Shortly, phrase analysis will be extended by the introduction of Universal Data Libraries that will provide standardised taxonomies for things such as colours, units of measure, currencies, sizes and shapes and so on. Although the core libraries will be in English at first, you will be able to customise these libraries so that you can automatically recognise that blau = bleu = blue for example.
In addition, the company has opened up the Metabase so that customers and partners can more easily integrate data quality and profiling processes into their applications and in order to provide a foundation for interactive report building. Through this API, for example, customers can easily incorporate metadata from Trillium, such as profiling results or business rules, into broader metadata repositories or other applications.
Finally, this release sees the introduction of time series analysis. Previously, you could only take snapshots of quality information but, with time series support, trending becomes possible so that you can monitor data quality and profiling statistics over time.
Anyway, so much for the major new features (there are a number of smaller ones as well) in version 11. Now I want to focus more on strategy.
There are two types of data quality vendor: pure plays (like Trillium) and those integrated with ETL tools.
As far as pure plays in the market are concerned, most of these (apart from Trillium) are smaller companies that specialise in a particular area such as real-time data quality (embedding data quality into call centre applications) or product data quality, for example. In contrast, Trillium is recognised as an enterprise-wide solution, providing the tools and content to support data quality needs across a wide range of business applications, data domains, and implementation types. However, there is more to it than that: by choosing the smaller suppliers of point solutionswhether for price or because they offer deeper capabilities in a specific areayou will end up having multiple data quality tools when it might be better to have a single solution that did everything, even if, in some circumstances, it wasn’t quite the best thing since sliced bread.
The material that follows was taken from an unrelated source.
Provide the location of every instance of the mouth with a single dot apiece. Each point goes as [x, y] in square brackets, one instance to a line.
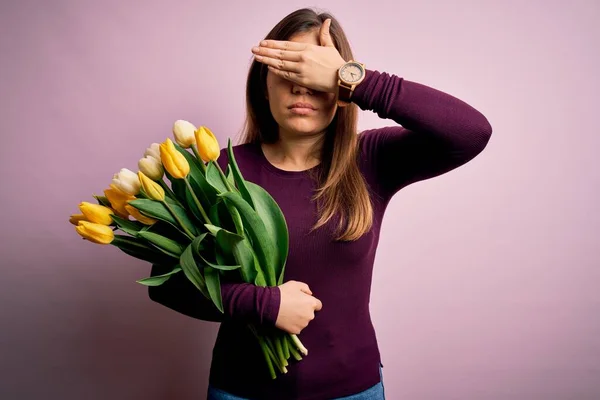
[307, 106]
[302, 108]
Now, this may seem like the traditional integrated solution versus best-of-breed argument. Some people like one, some people like the other. However, in the case of data quality it is not quite as simple as that because using a data quality platform such as Trilliums allows you to reuse business rules across both real-time and batch processes, and across different application environments. Further, if we consider the implementation of data governance then one of the precepts involved would be the adoption of common data quality standards across the organisation, which is best facilitated by using a common platform and reusable rules.